A 20-seat loss would be remarkable. The last time either party gained 20 or more seats two elections in a row was when Republicans gained 28 seats in the 1950 midterm election, followed by another 22 in 1952, when President Dwight D. Eisenhower succeeded Harry Truman. President Bush often likes to compare himself to Truman, a hard-nosed leader who was more appreciated in the long run. But the Harry Truman of the 1950s was an unpopular figure and a drag on his party. Both Bush and Truman presided over long and unpopular wars, and they are the only presidents to have very low job approval ratings persisting for several years straight.
Twenty seats would also be a remarkable result because, in recent years, Republicans and Democrats have sorted themselves out, and most members sit in very safe seats. Normally, a congressional district like that represented by Roger Wicker before his appointment to the Senate–which Republicans just lost in a special election and which President Bush won with 62 percent of the vote in 2004–is rock-solid safe. Even in the watershed year of 2006, out of the 31 seats Democrats won from Republicans, only three were in districts that Bush had won with at least 62 percent of the vote in 2004. And one of those was the Texas district vacated by former House Majority Leader Tom DeLay, which was affected by scandal as well as the fact that the Republican candidate did not appear on the ballot and had to be written in.
If we were to take the 62 percentage points as an indicator of how strong Democratic sentiments are, that would put in danger 123 of the 199 Republicans in the caucus. Even if every Republican in a district that Bush won by 55 percentage points or fewer is in trouble, then 48 members could be in for tough races.
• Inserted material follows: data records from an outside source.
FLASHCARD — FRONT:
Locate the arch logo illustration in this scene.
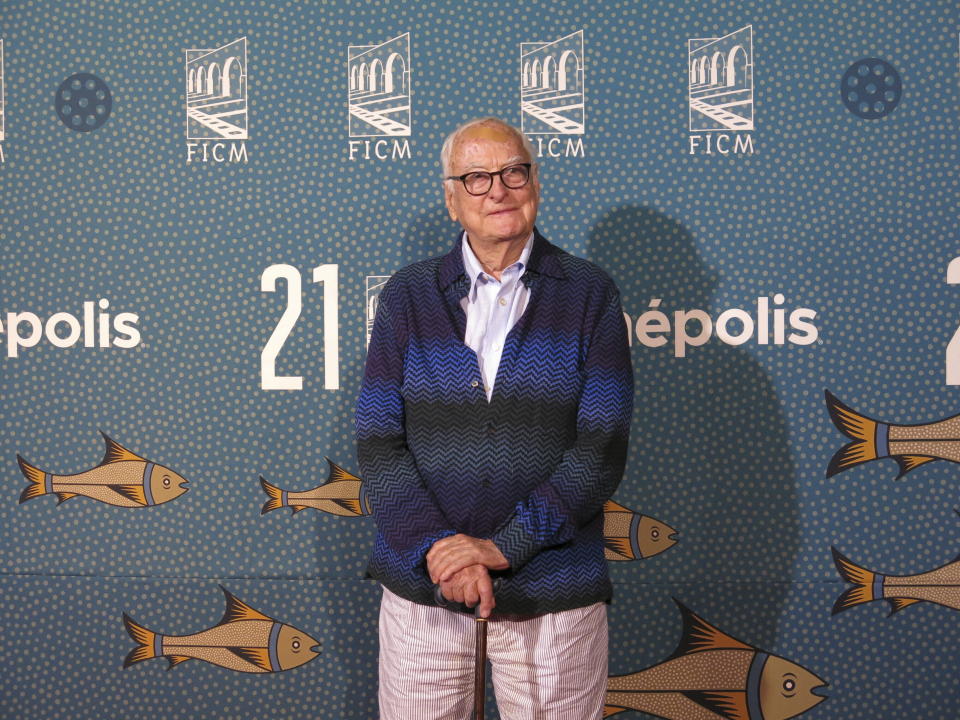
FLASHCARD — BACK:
[687,25,754,155]
[54,73,113,132]
[347,33,413,160]
[184,37,250,162]
[840,58,903,120]
[520,30,585,157]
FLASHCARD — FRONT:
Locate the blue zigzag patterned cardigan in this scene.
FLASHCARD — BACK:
[356,231,633,614]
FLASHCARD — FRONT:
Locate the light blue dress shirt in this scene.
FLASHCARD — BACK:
[460,233,533,402]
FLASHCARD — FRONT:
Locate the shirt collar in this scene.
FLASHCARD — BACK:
[460,231,533,302]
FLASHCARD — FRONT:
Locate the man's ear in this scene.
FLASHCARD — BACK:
[443,180,457,222]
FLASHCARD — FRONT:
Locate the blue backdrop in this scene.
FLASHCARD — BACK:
[0,0,960,720]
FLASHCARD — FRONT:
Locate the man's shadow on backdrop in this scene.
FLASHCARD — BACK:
[588,205,800,656]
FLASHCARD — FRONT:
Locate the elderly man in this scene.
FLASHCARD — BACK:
[357,118,633,720]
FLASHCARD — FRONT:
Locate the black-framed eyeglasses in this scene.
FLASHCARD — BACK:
[447,163,533,195]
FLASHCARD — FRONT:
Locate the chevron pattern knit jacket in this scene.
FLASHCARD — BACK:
[356,231,633,614]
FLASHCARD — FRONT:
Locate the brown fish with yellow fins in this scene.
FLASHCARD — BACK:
[824,390,960,480]
[123,585,320,673]
[17,432,187,507]
[260,458,370,517]
[830,547,960,615]
[603,500,677,562]
[603,600,826,720]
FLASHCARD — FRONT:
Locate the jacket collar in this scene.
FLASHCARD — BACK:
[439,227,567,297]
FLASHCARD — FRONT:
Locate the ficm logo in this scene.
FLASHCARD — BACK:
[0,298,140,358]
[623,293,820,357]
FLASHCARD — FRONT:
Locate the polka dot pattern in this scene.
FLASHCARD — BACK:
[0,0,960,720]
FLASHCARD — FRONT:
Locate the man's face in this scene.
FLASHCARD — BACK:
[444,125,540,244]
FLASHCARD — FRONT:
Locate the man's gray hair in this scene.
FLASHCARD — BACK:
[440,116,536,179]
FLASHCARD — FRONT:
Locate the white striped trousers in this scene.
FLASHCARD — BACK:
[379,588,607,720]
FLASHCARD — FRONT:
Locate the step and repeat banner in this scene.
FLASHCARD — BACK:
[0,0,960,720]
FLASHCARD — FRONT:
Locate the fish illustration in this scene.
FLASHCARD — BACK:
[825,390,960,480]
[603,500,677,561]
[260,458,370,517]
[830,547,960,615]
[603,599,827,720]
[123,585,320,673]
[17,432,187,507]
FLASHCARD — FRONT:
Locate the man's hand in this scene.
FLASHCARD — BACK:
[427,534,510,585]
[440,565,497,618]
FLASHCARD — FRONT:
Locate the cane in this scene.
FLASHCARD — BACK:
[433,578,500,720]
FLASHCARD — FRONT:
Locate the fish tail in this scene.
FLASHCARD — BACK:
[824,390,890,477]
[260,475,284,515]
[830,547,883,615]
[123,613,158,668]
[17,453,48,503]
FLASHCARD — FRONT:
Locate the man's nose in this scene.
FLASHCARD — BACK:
[487,175,510,200]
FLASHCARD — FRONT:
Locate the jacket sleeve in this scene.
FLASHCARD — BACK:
[490,288,633,570]
[356,284,455,569]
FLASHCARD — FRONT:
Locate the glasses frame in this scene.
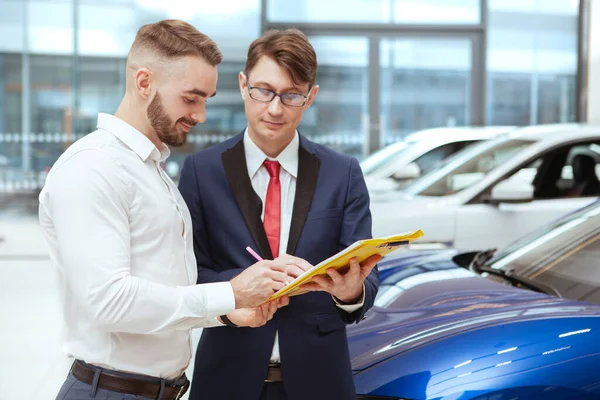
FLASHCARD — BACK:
[246,76,314,107]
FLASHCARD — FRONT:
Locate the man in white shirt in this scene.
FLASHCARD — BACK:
[179,30,380,400]
[39,20,288,400]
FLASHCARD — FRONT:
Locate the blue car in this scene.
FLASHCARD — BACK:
[348,202,600,400]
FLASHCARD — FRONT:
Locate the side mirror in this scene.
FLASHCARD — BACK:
[490,179,533,204]
[392,162,421,181]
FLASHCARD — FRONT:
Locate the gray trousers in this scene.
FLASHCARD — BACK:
[56,374,150,400]
[56,363,187,400]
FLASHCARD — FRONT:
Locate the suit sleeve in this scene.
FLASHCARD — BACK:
[179,156,243,283]
[338,158,379,323]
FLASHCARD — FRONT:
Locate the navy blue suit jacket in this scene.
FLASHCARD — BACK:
[179,134,379,400]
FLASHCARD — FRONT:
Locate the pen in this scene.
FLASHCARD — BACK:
[246,246,262,261]
[246,246,290,286]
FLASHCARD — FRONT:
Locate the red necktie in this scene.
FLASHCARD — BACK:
[263,160,281,259]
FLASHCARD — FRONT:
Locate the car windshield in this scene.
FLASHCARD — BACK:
[360,142,413,175]
[404,139,535,196]
[488,201,600,303]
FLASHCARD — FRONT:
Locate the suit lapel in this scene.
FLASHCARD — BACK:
[221,139,274,259]
[287,145,321,254]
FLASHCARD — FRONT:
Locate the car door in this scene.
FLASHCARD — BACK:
[454,143,600,250]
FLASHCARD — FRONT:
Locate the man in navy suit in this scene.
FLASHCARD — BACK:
[179,30,381,400]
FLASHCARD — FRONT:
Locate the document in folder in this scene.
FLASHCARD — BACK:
[269,230,424,300]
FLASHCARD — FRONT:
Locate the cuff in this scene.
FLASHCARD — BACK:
[331,283,365,314]
[183,282,235,320]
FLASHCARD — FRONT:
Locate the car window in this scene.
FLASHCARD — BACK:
[500,143,600,199]
[406,139,534,196]
[414,140,476,175]
[490,203,600,304]
[360,142,412,175]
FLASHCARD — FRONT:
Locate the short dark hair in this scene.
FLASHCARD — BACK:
[245,29,317,87]
[131,19,223,66]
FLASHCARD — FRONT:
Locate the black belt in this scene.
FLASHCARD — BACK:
[71,360,190,400]
[265,364,283,383]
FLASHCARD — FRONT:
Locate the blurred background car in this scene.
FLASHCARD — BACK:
[348,202,600,400]
[360,126,515,190]
[371,125,600,249]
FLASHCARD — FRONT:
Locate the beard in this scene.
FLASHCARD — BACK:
[146,92,196,147]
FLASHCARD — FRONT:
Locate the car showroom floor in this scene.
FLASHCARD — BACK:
[0,215,201,400]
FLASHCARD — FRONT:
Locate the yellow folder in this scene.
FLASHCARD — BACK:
[269,230,424,300]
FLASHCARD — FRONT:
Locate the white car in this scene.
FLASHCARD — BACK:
[371,125,600,249]
[360,126,515,190]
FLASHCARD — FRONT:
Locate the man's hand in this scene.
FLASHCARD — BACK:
[275,254,313,283]
[227,296,290,328]
[229,260,287,308]
[300,254,382,304]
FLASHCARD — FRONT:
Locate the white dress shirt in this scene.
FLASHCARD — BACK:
[244,129,364,363]
[39,114,235,379]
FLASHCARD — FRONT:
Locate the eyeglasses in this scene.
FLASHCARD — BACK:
[246,77,312,107]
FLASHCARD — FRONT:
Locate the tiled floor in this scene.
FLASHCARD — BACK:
[0,215,201,400]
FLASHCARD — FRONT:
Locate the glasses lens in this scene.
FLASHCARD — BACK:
[281,93,306,107]
[250,88,275,101]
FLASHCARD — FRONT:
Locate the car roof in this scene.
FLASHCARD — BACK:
[404,125,517,143]
[507,123,600,141]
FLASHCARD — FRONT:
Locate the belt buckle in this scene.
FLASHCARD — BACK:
[175,381,190,400]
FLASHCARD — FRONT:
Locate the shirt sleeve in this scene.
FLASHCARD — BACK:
[41,150,235,334]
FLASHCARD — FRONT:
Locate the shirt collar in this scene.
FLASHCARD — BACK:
[97,113,171,162]
[244,128,300,178]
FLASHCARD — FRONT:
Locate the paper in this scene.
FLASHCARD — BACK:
[269,230,424,300]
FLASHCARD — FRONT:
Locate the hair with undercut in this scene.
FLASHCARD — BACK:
[245,29,317,87]
[130,19,223,66]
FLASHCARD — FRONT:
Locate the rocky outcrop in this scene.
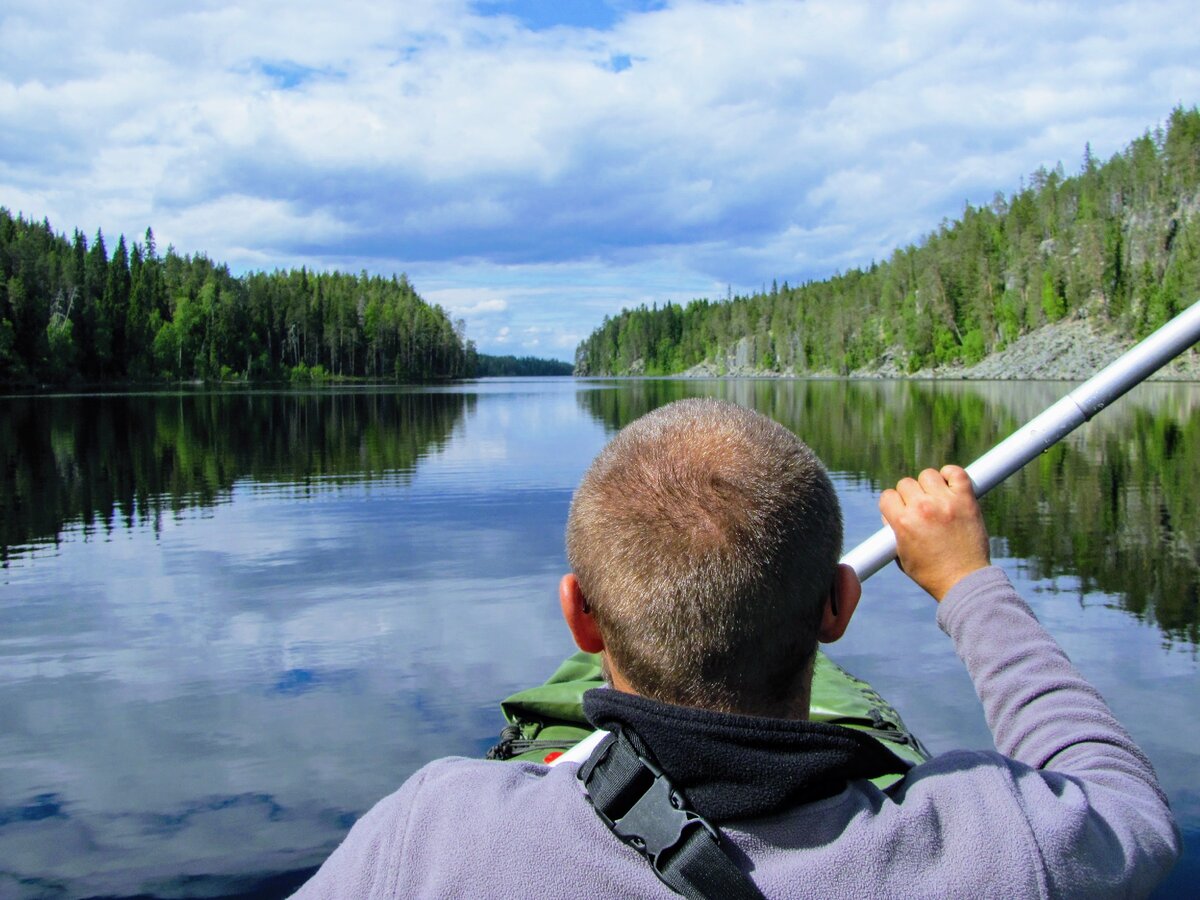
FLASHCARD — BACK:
[682,318,1200,382]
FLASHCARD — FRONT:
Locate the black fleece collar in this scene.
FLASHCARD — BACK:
[583,689,911,822]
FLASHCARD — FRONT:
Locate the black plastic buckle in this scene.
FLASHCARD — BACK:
[596,754,720,874]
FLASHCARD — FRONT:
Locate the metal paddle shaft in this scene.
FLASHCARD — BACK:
[841,301,1200,581]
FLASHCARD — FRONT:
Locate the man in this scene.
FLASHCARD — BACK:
[301,400,1180,898]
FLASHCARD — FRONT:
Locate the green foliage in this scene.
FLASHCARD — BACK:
[575,107,1200,374]
[1042,272,1067,322]
[475,353,572,378]
[0,216,476,385]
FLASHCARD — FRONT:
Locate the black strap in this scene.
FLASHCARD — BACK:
[578,728,762,900]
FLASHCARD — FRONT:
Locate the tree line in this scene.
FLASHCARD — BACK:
[575,107,1200,374]
[475,353,574,378]
[0,220,476,385]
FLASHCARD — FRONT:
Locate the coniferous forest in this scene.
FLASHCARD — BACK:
[0,224,476,385]
[575,107,1200,376]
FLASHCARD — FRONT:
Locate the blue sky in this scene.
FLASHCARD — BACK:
[0,0,1200,359]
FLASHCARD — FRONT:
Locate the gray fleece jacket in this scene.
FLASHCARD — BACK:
[298,568,1180,900]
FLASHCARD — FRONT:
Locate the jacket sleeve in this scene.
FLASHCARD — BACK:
[937,566,1181,895]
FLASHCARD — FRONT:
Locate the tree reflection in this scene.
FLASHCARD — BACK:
[578,379,1200,647]
[0,391,474,564]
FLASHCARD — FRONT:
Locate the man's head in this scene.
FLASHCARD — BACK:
[564,400,857,715]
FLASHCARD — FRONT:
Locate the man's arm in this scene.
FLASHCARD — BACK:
[880,466,1180,894]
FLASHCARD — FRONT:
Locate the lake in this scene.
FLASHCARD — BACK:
[0,378,1200,898]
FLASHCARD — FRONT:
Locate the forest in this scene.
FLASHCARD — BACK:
[0,220,476,385]
[475,353,574,378]
[575,107,1200,376]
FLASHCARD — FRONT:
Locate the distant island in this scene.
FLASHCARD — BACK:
[475,353,575,378]
[575,107,1200,378]
[0,216,571,386]
[0,107,1200,388]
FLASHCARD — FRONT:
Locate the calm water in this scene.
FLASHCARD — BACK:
[0,379,1200,898]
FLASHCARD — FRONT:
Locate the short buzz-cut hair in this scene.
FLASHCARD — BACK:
[566,400,841,715]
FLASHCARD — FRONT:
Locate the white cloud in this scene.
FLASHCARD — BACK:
[0,0,1200,360]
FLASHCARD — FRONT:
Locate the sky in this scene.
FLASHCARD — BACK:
[0,0,1200,360]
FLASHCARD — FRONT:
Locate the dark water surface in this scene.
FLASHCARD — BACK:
[0,379,1200,898]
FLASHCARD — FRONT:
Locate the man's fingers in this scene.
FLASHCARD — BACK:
[880,487,904,526]
[941,466,974,496]
[917,469,946,493]
[896,478,925,503]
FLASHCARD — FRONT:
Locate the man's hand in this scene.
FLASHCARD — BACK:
[880,466,991,602]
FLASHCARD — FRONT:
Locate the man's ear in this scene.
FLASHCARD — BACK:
[817,563,863,643]
[558,572,604,653]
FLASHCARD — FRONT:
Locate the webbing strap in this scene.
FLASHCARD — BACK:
[578,730,762,900]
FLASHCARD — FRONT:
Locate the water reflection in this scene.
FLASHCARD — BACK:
[578,380,1200,647]
[0,380,1200,898]
[0,391,474,564]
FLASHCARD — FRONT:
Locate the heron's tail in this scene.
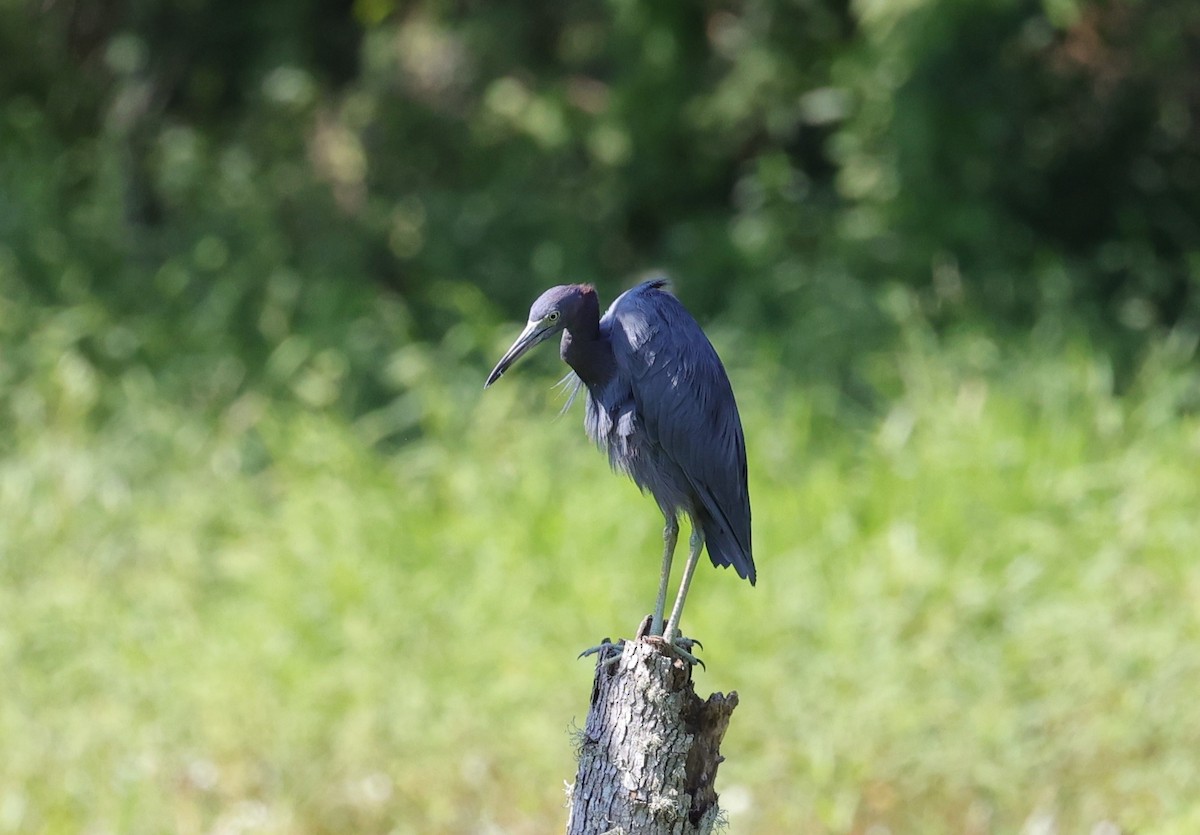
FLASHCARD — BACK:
[698,513,758,585]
Even if the tide is that high, not all Republicans in those districts will be washed out. Just as McCain might be able to overcome a generic Democratic advantage, so will Republicans like Delaware Rep. Mike Castle, who sits in the most Democratic district held by a Republican (Bush lost Delaware 46 percent to 53 percent in 2004).
Just looking at the 48 districts that Bush won with 55 percent of the vote or less, 10 of them are open seats, which are especially vulnerable. Incumbents in this category include scandal-plagued GOP Rep. Vito J. Fossella of New York. The category also includes 15 Republicans who won their own elections with less than 55 percent of the vote: Brian Bilbray (Calif.), Steve Chabot (Ohio), Charles W. Dent (Pa.), Phil English (Pa.), Jim Gerlach (Pa.), Robin Hayes (N.C.), Ric Keller (Fla.), Mark Kirk (Ill.), Joseph Knollenberg (Mich.), Thaddeus G. McCotter (Mich.), Jon C. Porter (Nev.), Dave Reichert (Wash.), Peter J. Roskam (Ill.), Christopher Shays (Conn.) and Tim Walberg (Mich.).
It is true that the most vulnerable Republicans were beaten in 2006, and in general those who survived are stronger campaigners and are running in more-GOP-friendly districts than did their fallen colleagues of two years ago. But the generic Democratic advantage in the election at this point is at least as large as it was in the 2006 election. If this persists until November, Republicans may find themselves losing 40 percent of these 48 seats, or close to 20 overall.
On the other side of the ledger, Republicans have a greater chance of picking off a few Democratic seats in 2008 than they did in 2006–especially among freshmen who won marginal districts that year, in the open seats being vacated by Reps. Darlene Hooley (Ore.) and Bud Cramer (Ala.), and possibly against a couple of entrenched incumbents. But the generic Democratic advantage will help these candidates as well. Republicans can at best hope to pick up five or six seats from this group of Democratic districts.
Perhaps Davis’ scenario of a net loss of 20 seats is a bit on the high side, but after the 2006 elections, there was talk of winning back districts and maybe even regaining control of the House. Now, Republicans hope they can get out of 2008 with a larger minority caucus than they had in the 103rd Congress (176 Republicans), before the Gingrich revolution of 1994.
John C. Fortier is a research fellow at AEI.
The best the Republicans can hope for in the House is not to fall to pre-1994 levels.